Even if this story is bullshit, good looks on reiterating a solid point:

Aim big, don't fuck over the working class or anarchists, and don't be a sack of shit.


----------



## Hobo Mud (Mar 10, 2018)

NotmybestNotmyworst said:


> https://toronto.ctvnews.ca/mobile/h...sked-vandals-to-anarchist-book-fair-1.3831348
> 
> Dont do this stupid shit. Nobody benefita or learns anything from this idiocy. Im no saint and done my share of asshole things but this is douchebag worthy. Smash up a bank, rob a greedy multinationals third home and give the money to the poor people hes exploiting, or ransack and expose a crooked politician. Dont fuck up some little goddamn donut shop. Like a mom and pop shop. It only gives anarchists a bad name and gives reason for he regular public to demonize us. Stupid shit happens in a frenzied riot but this was pathetic. I get how insurance will cover it so its a little push back but peoples personal/irreplaceable things probably got destroyed aswell. This is some ignorant shit imo. I dont know what you all think.

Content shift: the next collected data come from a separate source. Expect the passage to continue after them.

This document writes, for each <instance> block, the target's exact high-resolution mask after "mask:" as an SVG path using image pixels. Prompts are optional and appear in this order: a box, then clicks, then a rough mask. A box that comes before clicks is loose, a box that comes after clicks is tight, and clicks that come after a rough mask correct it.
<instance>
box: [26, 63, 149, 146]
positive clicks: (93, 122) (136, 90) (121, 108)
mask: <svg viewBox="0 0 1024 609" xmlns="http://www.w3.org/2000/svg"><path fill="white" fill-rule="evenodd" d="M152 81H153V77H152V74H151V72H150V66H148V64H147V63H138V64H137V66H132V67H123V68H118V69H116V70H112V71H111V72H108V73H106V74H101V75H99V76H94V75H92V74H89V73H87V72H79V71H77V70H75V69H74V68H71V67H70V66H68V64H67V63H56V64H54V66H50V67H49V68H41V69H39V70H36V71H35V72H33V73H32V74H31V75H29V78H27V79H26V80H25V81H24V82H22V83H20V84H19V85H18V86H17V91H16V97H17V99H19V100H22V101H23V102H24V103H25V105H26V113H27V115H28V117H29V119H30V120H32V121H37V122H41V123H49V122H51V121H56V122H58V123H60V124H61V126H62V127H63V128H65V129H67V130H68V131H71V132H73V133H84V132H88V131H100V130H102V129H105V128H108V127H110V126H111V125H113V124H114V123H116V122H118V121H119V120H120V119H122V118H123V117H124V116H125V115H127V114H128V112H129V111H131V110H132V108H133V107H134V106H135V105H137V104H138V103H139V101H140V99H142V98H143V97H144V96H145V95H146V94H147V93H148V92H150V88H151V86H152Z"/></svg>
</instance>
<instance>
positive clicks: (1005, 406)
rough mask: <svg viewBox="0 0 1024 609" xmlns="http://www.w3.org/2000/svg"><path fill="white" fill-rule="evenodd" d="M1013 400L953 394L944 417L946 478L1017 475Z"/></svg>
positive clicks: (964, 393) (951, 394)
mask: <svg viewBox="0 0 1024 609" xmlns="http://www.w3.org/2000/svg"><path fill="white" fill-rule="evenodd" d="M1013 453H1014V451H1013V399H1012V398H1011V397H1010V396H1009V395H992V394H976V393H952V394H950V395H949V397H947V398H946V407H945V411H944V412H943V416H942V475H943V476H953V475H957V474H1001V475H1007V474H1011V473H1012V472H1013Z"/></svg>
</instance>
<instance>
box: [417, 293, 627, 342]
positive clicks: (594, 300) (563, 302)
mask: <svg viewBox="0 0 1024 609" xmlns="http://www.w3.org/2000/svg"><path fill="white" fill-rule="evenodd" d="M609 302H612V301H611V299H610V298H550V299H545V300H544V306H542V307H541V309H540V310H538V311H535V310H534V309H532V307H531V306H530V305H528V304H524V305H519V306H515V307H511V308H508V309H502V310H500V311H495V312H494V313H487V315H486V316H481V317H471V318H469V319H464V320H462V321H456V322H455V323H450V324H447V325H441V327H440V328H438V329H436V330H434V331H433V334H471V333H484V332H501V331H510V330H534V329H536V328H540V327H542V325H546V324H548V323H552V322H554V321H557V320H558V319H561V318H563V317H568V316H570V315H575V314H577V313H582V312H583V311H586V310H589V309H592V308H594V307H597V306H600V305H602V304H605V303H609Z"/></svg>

Refreshing to see someone grow a pair of balls and have the integrity to post a opinion about this. Admire your passion and agree with what you stated. My hat is off to you friend. Keep on keeping on and safe travel's.


----------



## Deleted member 20975 (Mar 10, 2018)

Matt Derrick said:


> i apologize if this is a bit conspiratory, but there have been previous instances of provocateurs working for the police, white nationalist groups, etc infiltrating the black block and instigating this kind of stuff to make people on the left look bad or justify imprisonment. not saying that happened here (i didn't have time to read the article) but it's something to think about/consider.


Oh thought that was a huge possibility. Especially because the cops didnt stop shit or manage to catch anyone. They did it in the G20 in toronto so why wouldnt they do it again, right.


----------



## Trooper (Mar 11, 2018)

Matt Derrick said:


> i apologize if this is a bit conspiratory, but there have been previous instances of provocateurs working for the police, white nationalist groups, etc infiltrating the black block and instigating this kind of stuff to make people on the left look bad or justify imprisonment. not saying that happened here (i didn't have time to read the article) but it's something to think about/consider.



I was literally thinking the same thing while reading this article.


----------



## Deleted member 20683 (Mar 11, 2018)

I see the value in picking ones battles (case in point - I stay entirely out of battles these days myself)
Here is an essay I read from a local perspective that may be of interest though
https://anarchistnews.org/content/staying-solid-through-flurry-anarchist-perspective-kirkendall-riot
Just putting it out there, not endorsing or looking to debate...


----------



## CaptainCassius (Mar 11, 2018)

@Matt Derrick has a good point about the kinds of subversive tactics authoritative agencies take part in to sway the public view. Nonetheless I know that some misguided individuals or groups might have actually seen that as some kind of achievement. Going back to another thread 'stranded as fuck in el centro' ; I think this is a good example of why information should be shared: if not at the very least to keep the heat off of persons that might be construed as associated with those individuals.


----------